Have you ever wondered why you see runners that always seem to have better endurance than you? What is the secret that gives them that extra edge to keep running without running out of fuel? Are you confused about what to eat and drink before a run? After hours of exhaustive research and trial and error these are the secrets I have uncovered.

As an active athlete, refining nutrition helps remove stress from the body and speeds recovery. Optimizing your nutrition will improve your ability to burn fat as energy, reduce your cravings, produce less joint inflammation, improve mental clarity, and enable quick recovery from exercise.

When you go for a run, the blood in your body is being directed toward your muscles and toward your skin in order to cool you off. If you want to be an efficient running machine, it is important to eat foods that are easily digestible so that the blood is not drawn to your digestive system. For optimum performance, you will want to eat food that easily turns into energy that you can use--nutrient dense foods that are easily assimilated.

Nutrition/hydration before the run: With proper nutrition you can work harder and perform better. The body first burns simple carbs before switching to complex carbs. You want your fuel to be simple so that your body will only burn the simple carbs and won't need to covert the complex carbs into energy. Avoid large amounts of acidic protein before a run as it will cause cramping. Protein is for building muscle, not fueling your body.

  • For workouts of high intensity over a short period of time (less than 45 minutes), eat simple carbs such as dates, bananas, mangos, papayas or coconut oil.
  • For workouts of moderate intensity over a moderate period of time (45 to 90 minutes), take in some alkaline protein such as hemp, flax seeds or almonds. Have you tried hemp or almond milk? Yum!
  • For workouts of low intensity over a long time (more than 90 minutes), eat a combination of simple carbs and alkaline protein (3:1 ratio). On these runs you will train your body to use fat as fuel by running at a slower intensity.
  • Ensure that you are fully hydrated from the day before. The old standard calls for 8 glasses of water per day, but take into account the size of your body. Smaller bodies might require less, larger bodies might require more. Don’t wait until you experience the signs of dehydration. Keep a bottle of water with you during the day and drink from it regularly. Beverages that are not diuretics count toward hydrating. Things that don’t count—coffee, soda and caffeinated tea.

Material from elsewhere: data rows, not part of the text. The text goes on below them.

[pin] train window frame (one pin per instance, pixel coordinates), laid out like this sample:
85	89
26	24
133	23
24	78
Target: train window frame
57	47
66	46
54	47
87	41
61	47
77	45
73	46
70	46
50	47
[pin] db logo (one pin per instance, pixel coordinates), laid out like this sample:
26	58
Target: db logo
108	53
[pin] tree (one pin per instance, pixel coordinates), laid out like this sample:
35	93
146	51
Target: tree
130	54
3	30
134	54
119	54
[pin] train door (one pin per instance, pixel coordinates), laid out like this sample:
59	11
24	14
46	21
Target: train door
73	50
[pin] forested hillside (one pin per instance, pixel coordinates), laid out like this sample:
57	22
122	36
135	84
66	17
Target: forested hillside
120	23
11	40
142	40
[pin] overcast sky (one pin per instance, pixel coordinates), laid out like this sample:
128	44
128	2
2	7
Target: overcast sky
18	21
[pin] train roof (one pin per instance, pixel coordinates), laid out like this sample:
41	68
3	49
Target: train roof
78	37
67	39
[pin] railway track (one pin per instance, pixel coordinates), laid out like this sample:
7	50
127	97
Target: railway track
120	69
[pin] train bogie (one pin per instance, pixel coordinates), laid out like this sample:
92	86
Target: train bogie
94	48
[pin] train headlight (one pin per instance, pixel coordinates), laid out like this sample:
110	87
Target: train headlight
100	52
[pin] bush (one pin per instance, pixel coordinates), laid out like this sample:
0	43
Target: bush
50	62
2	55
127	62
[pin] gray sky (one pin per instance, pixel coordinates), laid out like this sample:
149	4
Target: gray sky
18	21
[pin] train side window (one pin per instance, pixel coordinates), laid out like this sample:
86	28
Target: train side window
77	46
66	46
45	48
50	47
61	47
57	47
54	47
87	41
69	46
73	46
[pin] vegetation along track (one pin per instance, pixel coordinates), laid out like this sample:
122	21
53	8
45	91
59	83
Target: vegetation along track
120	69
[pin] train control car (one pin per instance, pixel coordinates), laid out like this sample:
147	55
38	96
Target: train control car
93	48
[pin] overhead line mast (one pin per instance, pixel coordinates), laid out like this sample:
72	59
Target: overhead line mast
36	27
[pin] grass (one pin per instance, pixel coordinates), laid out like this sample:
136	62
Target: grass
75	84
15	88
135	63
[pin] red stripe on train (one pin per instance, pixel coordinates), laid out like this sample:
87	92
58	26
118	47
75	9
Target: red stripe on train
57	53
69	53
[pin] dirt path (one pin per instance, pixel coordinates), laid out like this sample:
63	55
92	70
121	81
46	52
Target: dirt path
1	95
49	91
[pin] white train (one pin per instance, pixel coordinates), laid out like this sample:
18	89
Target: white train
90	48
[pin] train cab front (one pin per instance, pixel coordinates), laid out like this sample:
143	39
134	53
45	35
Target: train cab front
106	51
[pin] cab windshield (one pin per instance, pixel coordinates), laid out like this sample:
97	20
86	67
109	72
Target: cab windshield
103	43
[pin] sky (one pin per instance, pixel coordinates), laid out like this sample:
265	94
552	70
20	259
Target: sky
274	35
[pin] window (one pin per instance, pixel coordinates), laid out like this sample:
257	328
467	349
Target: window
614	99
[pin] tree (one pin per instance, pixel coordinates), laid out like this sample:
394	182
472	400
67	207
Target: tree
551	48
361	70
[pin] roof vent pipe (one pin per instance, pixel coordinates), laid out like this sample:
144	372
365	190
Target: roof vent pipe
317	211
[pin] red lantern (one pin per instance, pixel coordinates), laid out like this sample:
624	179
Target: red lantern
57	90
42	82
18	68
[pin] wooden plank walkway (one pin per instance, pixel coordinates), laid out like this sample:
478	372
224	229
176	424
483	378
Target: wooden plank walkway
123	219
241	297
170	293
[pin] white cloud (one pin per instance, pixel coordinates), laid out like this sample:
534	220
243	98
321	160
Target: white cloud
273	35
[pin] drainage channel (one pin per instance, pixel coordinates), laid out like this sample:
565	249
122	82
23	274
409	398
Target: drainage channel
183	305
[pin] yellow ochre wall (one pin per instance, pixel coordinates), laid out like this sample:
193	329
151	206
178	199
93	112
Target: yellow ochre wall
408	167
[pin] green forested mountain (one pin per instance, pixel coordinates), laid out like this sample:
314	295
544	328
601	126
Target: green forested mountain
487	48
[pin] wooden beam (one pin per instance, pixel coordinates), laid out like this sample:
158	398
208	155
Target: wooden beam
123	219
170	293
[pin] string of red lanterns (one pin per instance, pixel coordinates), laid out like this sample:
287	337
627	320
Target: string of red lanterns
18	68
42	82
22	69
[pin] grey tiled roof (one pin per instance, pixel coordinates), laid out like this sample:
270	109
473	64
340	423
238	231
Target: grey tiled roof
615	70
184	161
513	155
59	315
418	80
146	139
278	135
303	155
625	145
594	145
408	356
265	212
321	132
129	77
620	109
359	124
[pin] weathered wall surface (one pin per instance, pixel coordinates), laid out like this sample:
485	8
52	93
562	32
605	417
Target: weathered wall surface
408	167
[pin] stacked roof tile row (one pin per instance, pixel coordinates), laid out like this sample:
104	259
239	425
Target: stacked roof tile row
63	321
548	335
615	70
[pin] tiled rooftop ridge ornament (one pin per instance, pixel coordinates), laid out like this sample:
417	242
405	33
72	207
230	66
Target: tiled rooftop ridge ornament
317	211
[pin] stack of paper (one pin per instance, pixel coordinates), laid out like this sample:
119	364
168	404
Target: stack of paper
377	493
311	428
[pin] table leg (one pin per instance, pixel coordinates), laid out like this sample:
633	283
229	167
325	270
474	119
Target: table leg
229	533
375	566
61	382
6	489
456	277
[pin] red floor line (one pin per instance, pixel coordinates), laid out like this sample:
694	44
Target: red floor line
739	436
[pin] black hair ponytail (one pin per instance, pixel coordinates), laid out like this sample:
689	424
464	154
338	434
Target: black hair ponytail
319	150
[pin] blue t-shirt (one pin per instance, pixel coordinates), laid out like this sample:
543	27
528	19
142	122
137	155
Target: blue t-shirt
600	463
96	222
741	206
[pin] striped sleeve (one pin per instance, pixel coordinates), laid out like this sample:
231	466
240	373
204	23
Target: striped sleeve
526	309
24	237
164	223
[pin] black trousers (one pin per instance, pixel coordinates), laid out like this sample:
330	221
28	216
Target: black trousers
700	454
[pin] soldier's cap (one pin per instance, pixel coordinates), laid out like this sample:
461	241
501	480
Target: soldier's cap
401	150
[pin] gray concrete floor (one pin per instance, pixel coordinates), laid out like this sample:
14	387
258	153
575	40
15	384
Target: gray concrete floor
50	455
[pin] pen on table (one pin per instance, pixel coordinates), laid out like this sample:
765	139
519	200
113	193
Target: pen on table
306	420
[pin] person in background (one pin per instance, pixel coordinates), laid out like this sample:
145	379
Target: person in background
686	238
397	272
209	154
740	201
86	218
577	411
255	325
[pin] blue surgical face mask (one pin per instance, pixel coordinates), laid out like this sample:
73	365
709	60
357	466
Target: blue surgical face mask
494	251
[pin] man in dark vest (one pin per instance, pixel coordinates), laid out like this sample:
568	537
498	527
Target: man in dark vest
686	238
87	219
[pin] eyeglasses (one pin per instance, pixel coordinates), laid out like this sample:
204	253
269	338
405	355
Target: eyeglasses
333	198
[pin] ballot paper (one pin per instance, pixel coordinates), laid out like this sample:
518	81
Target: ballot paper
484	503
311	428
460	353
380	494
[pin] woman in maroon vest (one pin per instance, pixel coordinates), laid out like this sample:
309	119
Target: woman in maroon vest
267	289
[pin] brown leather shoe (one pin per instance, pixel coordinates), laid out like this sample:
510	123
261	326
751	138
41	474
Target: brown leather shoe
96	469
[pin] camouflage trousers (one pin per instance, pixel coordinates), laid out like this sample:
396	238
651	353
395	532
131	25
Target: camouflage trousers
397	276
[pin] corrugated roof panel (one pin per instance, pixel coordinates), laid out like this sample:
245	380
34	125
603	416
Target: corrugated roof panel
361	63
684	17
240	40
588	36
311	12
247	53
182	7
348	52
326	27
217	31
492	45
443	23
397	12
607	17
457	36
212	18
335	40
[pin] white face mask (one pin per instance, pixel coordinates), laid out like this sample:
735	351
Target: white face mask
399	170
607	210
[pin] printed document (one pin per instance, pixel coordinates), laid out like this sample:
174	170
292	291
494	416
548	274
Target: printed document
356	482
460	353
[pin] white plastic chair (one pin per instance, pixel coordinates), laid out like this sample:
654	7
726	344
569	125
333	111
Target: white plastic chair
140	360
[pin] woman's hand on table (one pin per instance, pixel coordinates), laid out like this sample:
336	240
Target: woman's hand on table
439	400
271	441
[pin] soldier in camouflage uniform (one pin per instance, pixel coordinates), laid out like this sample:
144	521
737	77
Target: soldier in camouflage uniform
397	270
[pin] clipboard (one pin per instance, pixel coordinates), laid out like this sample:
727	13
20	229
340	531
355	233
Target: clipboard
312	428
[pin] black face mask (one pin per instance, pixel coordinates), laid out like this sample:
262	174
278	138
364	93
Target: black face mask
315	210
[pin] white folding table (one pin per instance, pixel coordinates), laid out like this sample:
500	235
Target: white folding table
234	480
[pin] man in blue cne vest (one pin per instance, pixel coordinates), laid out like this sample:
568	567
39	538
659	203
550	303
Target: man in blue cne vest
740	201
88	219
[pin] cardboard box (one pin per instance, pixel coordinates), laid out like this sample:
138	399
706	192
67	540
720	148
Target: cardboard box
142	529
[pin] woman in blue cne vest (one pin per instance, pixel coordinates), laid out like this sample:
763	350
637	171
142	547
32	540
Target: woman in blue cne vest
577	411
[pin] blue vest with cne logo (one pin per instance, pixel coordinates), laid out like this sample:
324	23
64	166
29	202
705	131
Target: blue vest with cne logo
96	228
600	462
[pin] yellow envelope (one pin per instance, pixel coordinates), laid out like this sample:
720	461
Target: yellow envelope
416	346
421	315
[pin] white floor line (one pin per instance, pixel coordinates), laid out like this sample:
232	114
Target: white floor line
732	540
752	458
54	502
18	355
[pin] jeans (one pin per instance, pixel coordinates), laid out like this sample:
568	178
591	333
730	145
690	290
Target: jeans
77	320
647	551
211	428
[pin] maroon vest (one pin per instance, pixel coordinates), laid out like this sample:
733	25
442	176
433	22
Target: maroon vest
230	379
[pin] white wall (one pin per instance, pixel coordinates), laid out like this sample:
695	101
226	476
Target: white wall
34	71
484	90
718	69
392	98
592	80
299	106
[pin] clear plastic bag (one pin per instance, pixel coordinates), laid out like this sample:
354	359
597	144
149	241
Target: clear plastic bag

Nutrition during the run: Prepare for your runs by having the right nutrition and hydration on hand.

  • For runs with a duration of less than 30 minutes, nutrition is not needed. You will be burning the glycogen stores and the snack that you had before the run will get you through.
  • For runs with a duration of longer than 30 minutes, nutrition should be taken every 15-20 minutes once you hit the 30 minute mark. Some convenient options are energy gels (Gu), energy blocks/chews (Gatorade) and beans (Jelly Belly Sport Beans). They help to keep your blood sugar level steady and include electrolytes. Some even contain caffeine. Always follow gels/blocks/beans with a drink of water.
  • You should be hydrating every 15 minutes. A good rule of thumb is to drink 4-6 ounces every 20 minutes. Warmer weather will require more fluids at a higher frequency.
  • Do you tend to have salt deposits on your face after a run? If so, you will want a drink with a higher level of electrolytes, so don’t water your drink down. While running, you lose sodium and potassium through sweating. If you don’t replace those, your body won’t retain the fluids that you have consumed and you can experience muscle cramps.
  • Do you have to consume a drink containing electrolytes? The answer is a resounding YES! If you don’t sufficiently replace electrolytes during your runs and only use water, you can risk over-hydration. There is a condition called hyponatremia, which is low blood sodium concentration. Drinking too much water can cause the sodium in your body to become diluted. Your body's water levels rise your cells begin to swell. This can cause health problems, from mild to life-threatening. Women should be especially careful because a women's sex hormones affects the body's ability to balance sodium levels.

Nutrition after the run: On your run, you have broken the muscle down and now you must feed it.

  • Immediately after the run, eat a simple carb—something with very little fat and no fiber. Have a green juice or a pudding snack, definitely something that is liquid or near liquid.
  • 45 minutes to an hour after the run, incorporate a high quality digestible raw protein. The carb/protein ratio should be 3:1. Good protein choices are hemp, quinoa, nut butters or hummus. Pair this with some fresh veggies.

With proper planning, you can enhance your performance and truly enjoy every run!